Maryland Real Estate Transfer Tax Calculator

Estimate deed transfer and recordation tax on a Maryland home sale or purchase

Estimate the total transfer taxes on a Maryland property transaction. Combines the 0.5% state transfer tax, county transfer tax, and recordation tax (per $500 of value), and applies the first-time Maryland homebuyer reduction that lowers the state rate to 0.25%.

What is the Maryland state transfer tax rate?

Maryland charges a state transfer tax of 0.5% of the sale price. For a qualifying first-time Maryland homebuyer, the state rate is reduced to 0.25%, and that reduced state tax must be paid entirely by the seller by statute.

A Maryland real estate transfer involves several stacked taxes: a 0.5% state transfer tax, a county transfer tax, and a per-$500 recordation tax. This calculator combines them and applies the first-time homebuyer reduction so you can estimate closing-day tax for buyer and seller.

How it works

Maryland transfer-related taxes have three parts. The state transfer tax is a flat percentage of the sale price:

stateTransfer = price × 0.5%          (0.25% for first-time MD buyers)
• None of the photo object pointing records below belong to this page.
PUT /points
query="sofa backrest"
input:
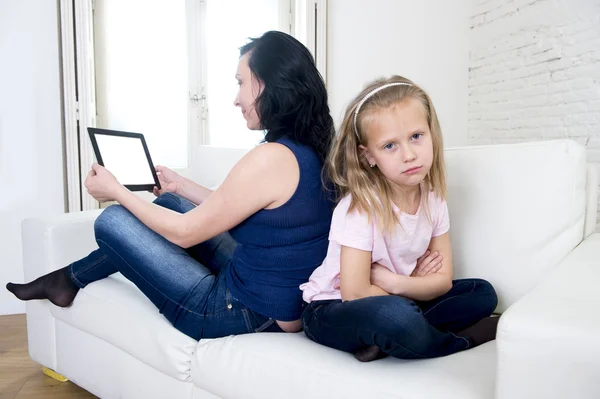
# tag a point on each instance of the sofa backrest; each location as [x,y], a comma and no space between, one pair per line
[516,211]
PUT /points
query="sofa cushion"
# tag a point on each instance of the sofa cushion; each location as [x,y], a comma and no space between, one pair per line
[272,365]
[515,211]
[115,311]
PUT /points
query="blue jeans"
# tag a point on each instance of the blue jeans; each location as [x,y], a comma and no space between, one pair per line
[401,327]
[186,285]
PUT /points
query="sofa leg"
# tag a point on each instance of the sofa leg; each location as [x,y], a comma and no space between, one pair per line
[53,374]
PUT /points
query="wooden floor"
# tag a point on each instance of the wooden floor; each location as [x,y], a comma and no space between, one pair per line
[21,377]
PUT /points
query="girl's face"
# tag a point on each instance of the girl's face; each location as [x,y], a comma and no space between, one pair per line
[250,89]
[399,142]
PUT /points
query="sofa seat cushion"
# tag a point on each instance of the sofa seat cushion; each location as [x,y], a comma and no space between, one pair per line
[276,365]
[115,311]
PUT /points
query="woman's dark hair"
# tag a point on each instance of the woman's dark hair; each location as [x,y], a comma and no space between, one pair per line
[293,102]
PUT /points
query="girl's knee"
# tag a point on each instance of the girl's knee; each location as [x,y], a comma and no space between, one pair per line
[487,294]
[397,315]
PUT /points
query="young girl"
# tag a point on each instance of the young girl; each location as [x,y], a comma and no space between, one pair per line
[385,287]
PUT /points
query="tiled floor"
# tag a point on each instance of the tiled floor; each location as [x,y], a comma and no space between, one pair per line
[21,377]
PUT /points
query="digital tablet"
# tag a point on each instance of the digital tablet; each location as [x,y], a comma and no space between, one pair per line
[126,156]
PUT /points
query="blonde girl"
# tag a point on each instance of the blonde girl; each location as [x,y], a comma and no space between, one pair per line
[386,286]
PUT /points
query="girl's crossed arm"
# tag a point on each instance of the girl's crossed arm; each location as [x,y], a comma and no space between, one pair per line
[422,288]
[355,275]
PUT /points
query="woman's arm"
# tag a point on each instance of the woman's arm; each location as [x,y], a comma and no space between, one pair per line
[422,288]
[355,275]
[265,177]
[193,191]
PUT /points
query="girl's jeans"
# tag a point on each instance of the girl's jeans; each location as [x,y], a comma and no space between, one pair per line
[401,327]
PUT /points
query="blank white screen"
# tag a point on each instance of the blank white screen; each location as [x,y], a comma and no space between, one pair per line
[125,158]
The county transfer tax is a county-set percentage of the price (0% in some counties, up to 1.5% in Baltimore City). The recordation tax is charged per $500 of consideration, rounding the value up to the next $500:

units        = ceil(price / 500)
recordation  = units × ratePer500

The default split is 50/50 between buyer and seller, except the first-time homebuyer state transfer tax, which the seller pays entirely.

Example

A $400,000 home purchase by a non-first-time buyer in a county with a 1.0% county transfer rate and $5.00 recordation per $500: state transfer is $2,000, county transfer is $4,000, and recordation is ceil(400000/500)=800 units × $5 = $4,000. Total transfer taxes are $10,000, typically split $5,000 each.

Notes

Rates vary widely by county; Baltimore City and several counties have higher transfer taxes, while a few have none. The first-time homebuyer reduction requires all buyers to be Maryland first-time owners using the home as a principal residence. Always confirm current county rates and exemption rules with the Maryland Department of Assessments and Taxation and your title company.